The upgrade of the LHCb experiment calls for pixel detectors capable of handling larger amounts of data. The detectors will be exposed to higher luminosity and triggers are generated further downstream in the system. All hit data will need to be guided off chip, which requires the acquisition system to suppress zero data and to remove redundant data. Efficient use of silicon area is a key condition, since the available space is limited to space beneath the sensitive area of the sensor and a small strip of silicon at the end of the pixel columns.
In the proposed architecture a token ring scans the pixels in the columns for a hit. Secondary token rings at the End-of-Column serve the pixel columns in a variable and programmable pace. Highly illuminated columns are served at each 40 MHz bunch crossing interval, less illuminated columns are read out at lower speeds; i.e. the secondary End-of-Column token rings are longer for these columns. This approach leads to the hardware beneath each pixel to be used as a large buffer. Also, the method of readout is inherently zero suppressing. Furthermore, loss of hit data - due to pixels which are hit again but have not been read out yet - is distributed evenly across the pixel array, resulting in a loss rate that has low dependence on the illumination gradient.
The hit data flows out of the columns as pairs. The pixel logic is able to pair up two neighbouring pixels if they are both hit in the same bunch crossing. This is a first step in reduction of redundancy. The pairing only takes place inside a column; i.e. neighbouring rows can be paired.
In a following stage a collection of FIFOs further smooths out the data flow. The FIFO stage can be of limited size since the pixel array is already used as buffer space. In a subsequent stage the data is sorted by the four LSB of the Time-Of-Arrival (TOA) of the hit and fed into the sixteen lanes, one for each 'sort bin'. This operation 'derandomizes' the data stream which is required for redundancy reduction later on.
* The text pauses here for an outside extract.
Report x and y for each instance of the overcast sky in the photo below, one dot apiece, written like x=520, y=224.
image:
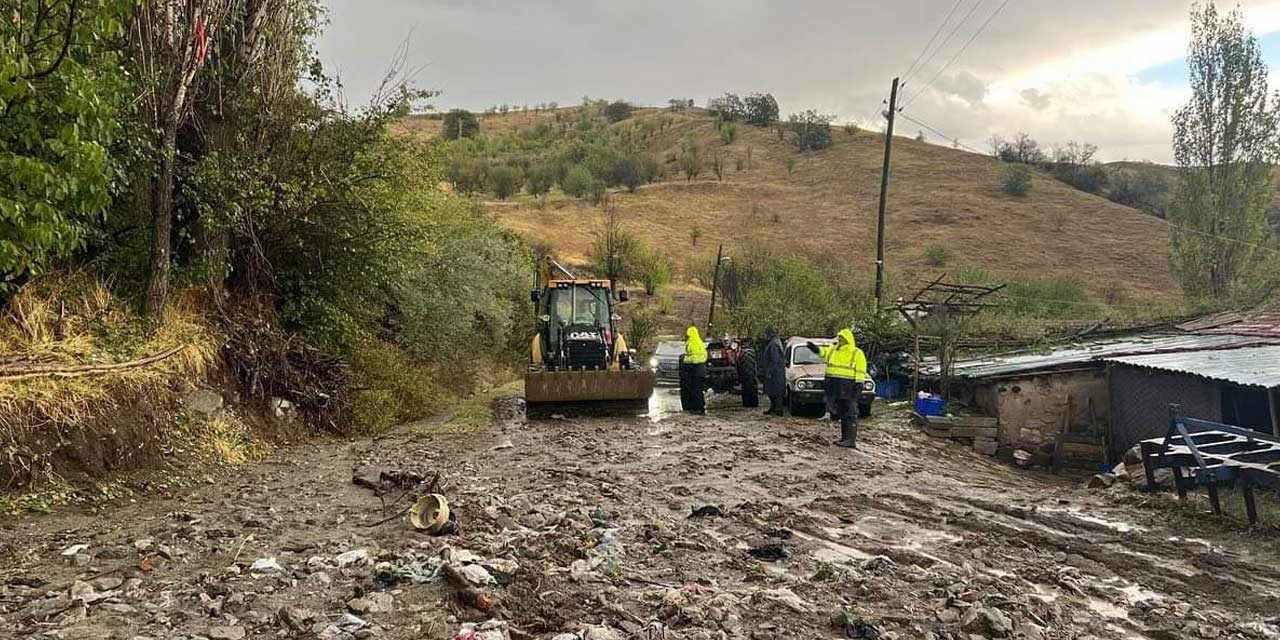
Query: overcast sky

Redundancy in the data is mainly present in TOA and position information; i.e. multiple clustered hits occur in one bunch crossing. After the sort stage there are two compression stages. The first stage collects hit data belonging to clusters (location redundancy). Each lane is treated separately. Hits are grouped in packets of 1 to 4 occurring in a 2x2 area in the pixel array. When data enters the data lane, the new data is compared to data already stored in existing packets and data is stored in a matching or new packet. When no new data arrives in the data lane - which is possible because of the modulo-16 nature of sorting stage - the oldest cluster data packet is sent out to the second compression stage. The second compression stage removes TOA redundancy by performing run-length encoding on the cluster data packets.
The proposed architecture has been modeled and statistically simulated in C++. A translation to VHDL has been made on which further simulations were performed and from which area and power estimates were derived. Radiation hardness was investigated, especially in the compression stages where a radiation induced upset may cause long lasting corruption of data.
C++ simulations show that the hit loss is around 1% for a peak illumination of 300 Mhits/cm^2/s. Simulations also show that the data rate after compression, on the pixel arrays closest to the beam is lower than 10 Gb/s, given 10-bit TOA, 8+8-bit coordinates, 4-bit energy data, an average cluster size of 3 and a 1.4mm x 1.4mm pixel array.